Discussion of article "Neural networks made easy (Part 24): Improving the tool for Transfer Learning"
And seriously, "neural networks are simple" is when there are at most two articles of this length. Not when I think that mt5 is hung up and I have been receiving notifications about the article "neural networks are simple " for a year already
Neural networks are simple (part of 500988939928177231827361823461827631827361827361827361827361284762834762834762). By the time you read the last part, you will most likely be 89 years old and neural networks will no longer be relevant.

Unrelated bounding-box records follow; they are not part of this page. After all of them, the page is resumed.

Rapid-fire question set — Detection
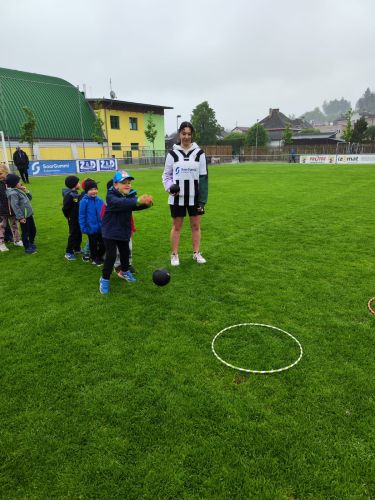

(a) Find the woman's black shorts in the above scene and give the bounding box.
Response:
[169,205,202,218]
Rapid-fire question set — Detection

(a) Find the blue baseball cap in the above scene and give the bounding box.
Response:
[113,170,134,182]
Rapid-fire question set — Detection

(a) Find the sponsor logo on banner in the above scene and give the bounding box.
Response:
[97,158,117,172]
[300,155,375,165]
[30,160,76,176]
[77,158,117,174]
[77,160,98,174]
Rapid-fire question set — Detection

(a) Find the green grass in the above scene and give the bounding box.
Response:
[0,164,375,499]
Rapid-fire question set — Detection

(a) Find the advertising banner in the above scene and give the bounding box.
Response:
[299,155,375,165]
[76,158,117,174]
[29,158,117,176]
[29,160,76,176]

And seriously, "neural networks are simple" is when there are at most two articles of this size. Not when I think that mt5 is hung up and I have been receiving notifications about the article "neural networks are simple " for a year already
The idea of "Neural Networks are Simple" is to show the accessibility of the technology to everyone. Yes, the series is quite long. But the practical use is available to the reader from the second article. And each separate article tells about new possibilities. And it is possible to include them in your developments right after reading the article. Whether to use them or not is a personal matter for each reader. There is no need to wait for the next article. As for the volume of the topic, I can say that science is developing and new algorithms appear every day. It is quite possible that their application can bear fruit in trading.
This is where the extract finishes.